私たちが開発している 30days Album では、URL を受け渡しして写真アルバムを共有できます。たとえば、アルバムページの URL として http://30d.jp/june29/29
をメールで受け取ってタップしたときに、iPhone に 30days Album のアプリがインストールされていればすぐにアプリが起動してアルバムのビューを操作できるわけです。これは便利!
Universal Links を活用するには?
いくつか対応作業をこなす必要があり、大きくは「サーバ側の対応」と「クライアント側の対応」にわけることができます。このエントリでは前者についてのみ語ります。
まずは Apple が提供するドキュメントを確認してみましょう。
Adding support for universal links is easy. There are three steps you need to take:
- Create an apple-app-site-association file that contains JSON data about the URLs that your app can handle.
- Upload the apple-app-site-association file to your HTTPS web server.
- Prepare your app to handle universal links.
Always use actual devices to test universal links. Simulator doesn’t support universal links.

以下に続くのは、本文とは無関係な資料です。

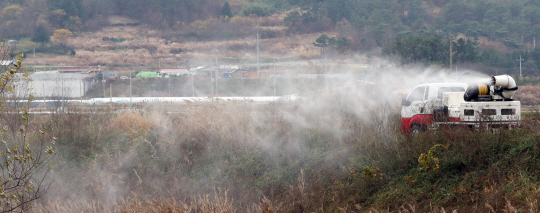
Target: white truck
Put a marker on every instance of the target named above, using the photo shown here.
(430, 106)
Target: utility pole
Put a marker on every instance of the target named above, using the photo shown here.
(217, 67)
(211, 80)
(520, 60)
(451, 42)
(258, 76)
(274, 77)
(326, 71)
(130, 97)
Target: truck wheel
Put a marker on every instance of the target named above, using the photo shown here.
(416, 128)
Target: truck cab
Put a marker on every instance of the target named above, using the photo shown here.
(417, 111)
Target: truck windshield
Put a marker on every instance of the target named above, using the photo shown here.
(449, 89)
(417, 94)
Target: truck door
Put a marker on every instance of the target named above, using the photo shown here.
(413, 107)
(414, 103)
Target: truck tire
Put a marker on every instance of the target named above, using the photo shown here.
(416, 128)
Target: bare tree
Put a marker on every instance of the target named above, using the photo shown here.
(24, 154)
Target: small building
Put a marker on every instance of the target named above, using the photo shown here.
(147, 75)
(12, 43)
(87, 69)
(110, 75)
(175, 72)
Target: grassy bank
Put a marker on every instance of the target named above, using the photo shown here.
(314, 156)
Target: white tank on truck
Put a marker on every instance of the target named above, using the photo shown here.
(482, 105)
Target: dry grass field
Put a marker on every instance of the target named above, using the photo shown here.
(146, 47)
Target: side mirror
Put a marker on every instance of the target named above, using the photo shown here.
(405, 102)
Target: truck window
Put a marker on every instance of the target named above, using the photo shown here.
(468, 112)
(417, 94)
(449, 89)
(489, 112)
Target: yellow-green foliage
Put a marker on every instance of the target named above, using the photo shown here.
(429, 160)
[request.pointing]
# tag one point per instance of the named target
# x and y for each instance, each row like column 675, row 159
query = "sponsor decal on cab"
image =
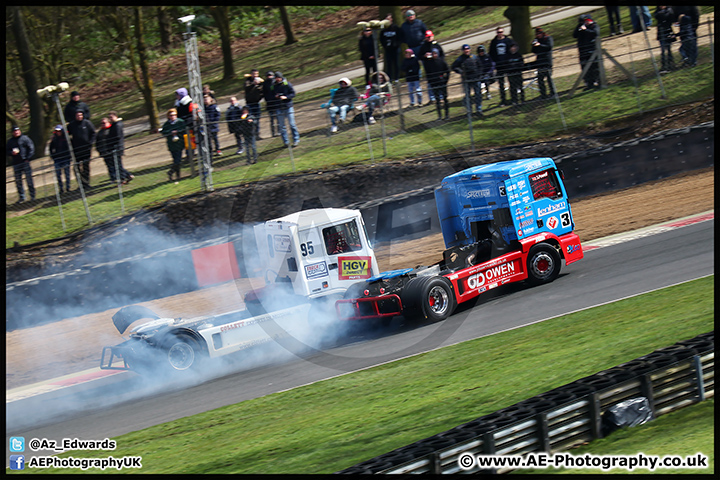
column 354, row 268
column 551, row 209
column 316, row 270
column 494, row 274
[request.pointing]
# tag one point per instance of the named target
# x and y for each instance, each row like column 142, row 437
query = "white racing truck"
column 309, row 259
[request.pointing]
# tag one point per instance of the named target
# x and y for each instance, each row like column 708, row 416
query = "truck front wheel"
column 182, row 352
column 431, row 297
column 543, row 264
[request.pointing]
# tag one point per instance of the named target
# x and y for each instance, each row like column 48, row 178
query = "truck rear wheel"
column 543, row 264
column 429, row 297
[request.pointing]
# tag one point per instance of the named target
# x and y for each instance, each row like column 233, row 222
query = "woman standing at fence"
column 174, row 130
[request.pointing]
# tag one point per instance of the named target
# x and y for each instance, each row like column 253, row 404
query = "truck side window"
column 342, row 238
column 545, row 184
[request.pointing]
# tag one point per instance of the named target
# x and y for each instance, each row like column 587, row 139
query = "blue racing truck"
column 503, row 222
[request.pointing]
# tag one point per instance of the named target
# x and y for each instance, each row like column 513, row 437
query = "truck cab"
column 501, row 223
column 516, row 199
column 313, row 253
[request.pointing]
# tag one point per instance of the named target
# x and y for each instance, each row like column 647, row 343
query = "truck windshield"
column 545, row 185
column 342, row 238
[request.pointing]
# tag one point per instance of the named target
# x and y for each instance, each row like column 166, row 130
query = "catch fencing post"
column 195, row 81
column 54, row 92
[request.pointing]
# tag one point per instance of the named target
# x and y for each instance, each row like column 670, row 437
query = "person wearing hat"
column 174, row 130
column 82, row 133
column 270, row 102
column 425, row 55
column 366, row 45
column 469, row 66
column 391, row 38
column 184, row 107
column 74, row 105
column 515, row 68
column 232, row 118
column 342, row 102
column 542, row 48
column 487, row 67
column 284, row 94
column 586, row 32
column 437, row 73
column 411, row 68
column 20, row 149
column 60, row 154
column 413, row 31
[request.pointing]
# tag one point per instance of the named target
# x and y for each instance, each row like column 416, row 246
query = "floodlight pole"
column 195, row 83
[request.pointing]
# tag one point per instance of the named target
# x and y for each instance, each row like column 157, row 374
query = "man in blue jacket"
column 413, row 31
column 542, row 47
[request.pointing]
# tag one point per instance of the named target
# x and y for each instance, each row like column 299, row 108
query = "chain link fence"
column 632, row 72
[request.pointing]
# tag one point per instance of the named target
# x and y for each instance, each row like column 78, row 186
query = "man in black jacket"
column 542, row 47
column 284, row 94
column 499, row 52
column 253, row 95
column 82, row 133
column 425, row 55
column 271, row 103
column 117, row 143
column 515, row 68
column 73, row 106
column 21, row 150
column 390, row 39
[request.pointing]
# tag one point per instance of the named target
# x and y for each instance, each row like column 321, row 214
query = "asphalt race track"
column 634, row 266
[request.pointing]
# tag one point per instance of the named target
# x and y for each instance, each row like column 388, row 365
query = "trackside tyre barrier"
column 572, row 401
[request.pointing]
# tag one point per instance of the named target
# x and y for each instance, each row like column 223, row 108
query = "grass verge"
column 332, row 424
column 680, row 433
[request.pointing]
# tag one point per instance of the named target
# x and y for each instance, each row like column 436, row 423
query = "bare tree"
column 289, row 35
column 520, row 28
column 147, row 87
column 36, row 131
column 165, row 28
column 222, row 21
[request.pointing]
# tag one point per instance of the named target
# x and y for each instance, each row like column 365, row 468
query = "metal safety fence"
column 632, row 80
column 668, row 378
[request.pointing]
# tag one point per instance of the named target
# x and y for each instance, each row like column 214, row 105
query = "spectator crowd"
column 71, row 145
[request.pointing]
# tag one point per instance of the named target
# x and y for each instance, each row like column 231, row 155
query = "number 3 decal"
column 565, row 219
column 307, row 249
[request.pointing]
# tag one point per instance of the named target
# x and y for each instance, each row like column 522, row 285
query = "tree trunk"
column 222, row 20
column 36, row 131
column 520, row 28
column 396, row 10
column 289, row 36
column 165, row 28
column 147, row 85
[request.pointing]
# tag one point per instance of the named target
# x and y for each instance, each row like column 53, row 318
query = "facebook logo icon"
column 17, row 462
column 17, row 444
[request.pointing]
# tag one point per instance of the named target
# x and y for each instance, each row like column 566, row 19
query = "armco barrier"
column 541, row 424
column 115, row 283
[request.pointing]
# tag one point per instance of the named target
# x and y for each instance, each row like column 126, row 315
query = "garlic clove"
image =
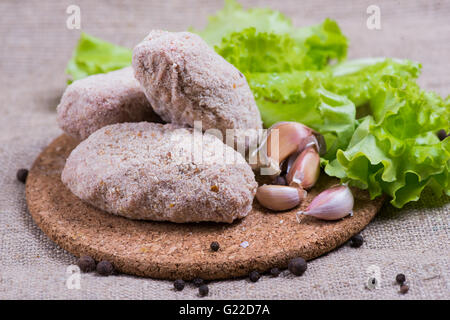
column 279, row 198
column 286, row 138
column 305, row 170
column 332, row 204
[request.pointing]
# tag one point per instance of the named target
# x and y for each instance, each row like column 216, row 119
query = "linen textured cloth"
column 36, row 45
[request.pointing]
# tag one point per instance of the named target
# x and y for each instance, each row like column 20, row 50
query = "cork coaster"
column 172, row 251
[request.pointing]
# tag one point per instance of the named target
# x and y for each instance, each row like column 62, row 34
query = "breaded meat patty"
column 186, row 80
column 99, row 100
column 160, row 172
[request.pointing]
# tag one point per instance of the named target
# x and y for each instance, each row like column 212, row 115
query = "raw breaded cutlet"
column 152, row 171
column 99, row 100
column 186, row 80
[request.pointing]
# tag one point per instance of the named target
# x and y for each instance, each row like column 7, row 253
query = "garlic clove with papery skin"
column 279, row 198
column 332, row 204
column 285, row 138
column 305, row 170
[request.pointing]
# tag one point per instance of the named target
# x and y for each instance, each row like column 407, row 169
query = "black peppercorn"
column 203, row 290
column 275, row 272
column 215, row 246
column 22, row 175
column 400, row 278
column 442, row 134
column 254, row 276
column 297, row 266
column 178, row 284
column 356, row 241
column 198, row 282
column 105, row 268
column 404, row 289
column 86, row 264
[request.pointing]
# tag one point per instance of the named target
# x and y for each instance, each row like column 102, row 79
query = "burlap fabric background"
column 35, row 47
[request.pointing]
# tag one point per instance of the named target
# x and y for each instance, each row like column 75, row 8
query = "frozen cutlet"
column 99, row 100
column 152, row 171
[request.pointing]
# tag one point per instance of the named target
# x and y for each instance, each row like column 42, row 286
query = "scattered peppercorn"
column 215, row 246
column 22, row 175
column 198, row 282
column 280, row 180
column 400, row 278
column 105, row 268
column 404, row 289
column 203, row 290
column 275, row 272
column 356, row 241
column 442, row 134
column 178, row 284
column 297, row 266
column 86, row 264
column 254, row 276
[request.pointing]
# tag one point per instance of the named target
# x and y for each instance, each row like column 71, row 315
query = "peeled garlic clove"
column 285, row 138
column 279, row 198
column 331, row 204
column 305, row 170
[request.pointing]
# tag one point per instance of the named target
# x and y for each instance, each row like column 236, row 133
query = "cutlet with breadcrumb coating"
column 160, row 172
column 185, row 80
column 103, row 99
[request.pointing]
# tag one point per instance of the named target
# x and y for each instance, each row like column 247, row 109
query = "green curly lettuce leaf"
column 251, row 50
column 233, row 18
column 298, row 97
column 93, row 55
column 395, row 150
column 357, row 78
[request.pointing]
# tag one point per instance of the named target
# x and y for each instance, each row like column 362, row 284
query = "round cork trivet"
column 171, row 251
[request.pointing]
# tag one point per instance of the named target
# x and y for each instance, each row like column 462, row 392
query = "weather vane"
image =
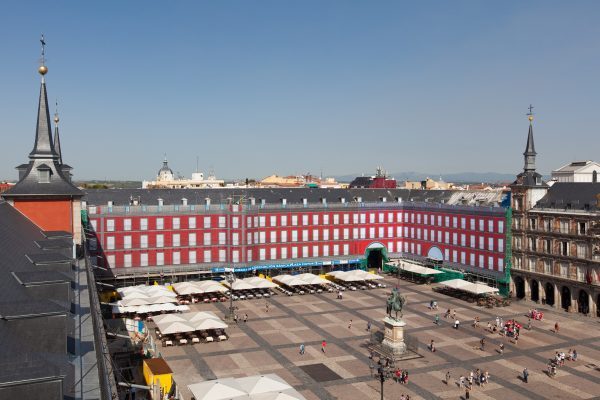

ここに示される3つの作業のうち、上2つがサーバ側の作業になります。
設定ファイル apple-app-site-association の作成と配置
iOS アプリとウェブサイトの関連を定義する「apple-app-site-association」ファイルを用意します。拡張子は付けず、このままの名前のファイルです。ドキュメントから例を引用してきましたので、項目を順に見ていきましょう。
{
"applinks": {
"apps": [],
"details": [
{
"appID": "9JA89QQLNQ.com.apple.wwdc",
"paths": [ "/wwdc/news/", "/videos/wwdc/2015/*" ]
},
{
"appID": "TeamID.BundleID2",
"paths": [ "*" ]
}
]
}
}
まず apps
は必須の項目で、値には「空の配列」を指定しましょう、とのことです。どういった意味を持つのかはよくわかりませんが、ひとまず次に進みます。
続いては details
です。値には「連想配列の配列」を指定します。ひとつの連想配列は、ひとつのアプリに対応します。この例のひとつめの連想配列は「このウェブサイトの /wwdc/news/
と /videos/wwdc/2015/
へのアクセスは、WWDC のアプリで受け持つ」といった意味に解釈できます。details
の中にある appID
には、アプリの「team ID」と「bundle ID」から成る文字列を指定します。もうひとつの項目 paths
は、アプリがハンドリングを担当するページ群のパスのパターンを指定する配列を指定します。paths
についてのドキュメントには、下記のように記載されています。
There are various ways to specify the website paths that you want your app to support. For example, you can:
- Support your entire website by specifying *
- Support a particular link by including a specific URL, such as /wwdc/news/
- Support a section of your website by appending * to a specific URL, such as /videos/wwdc/2015/*
- In addition to using * to match any substring, you can also use ? to match any single character. You can combine both wildcards in a single path, such as /foo/\*/bar/201?/mypage.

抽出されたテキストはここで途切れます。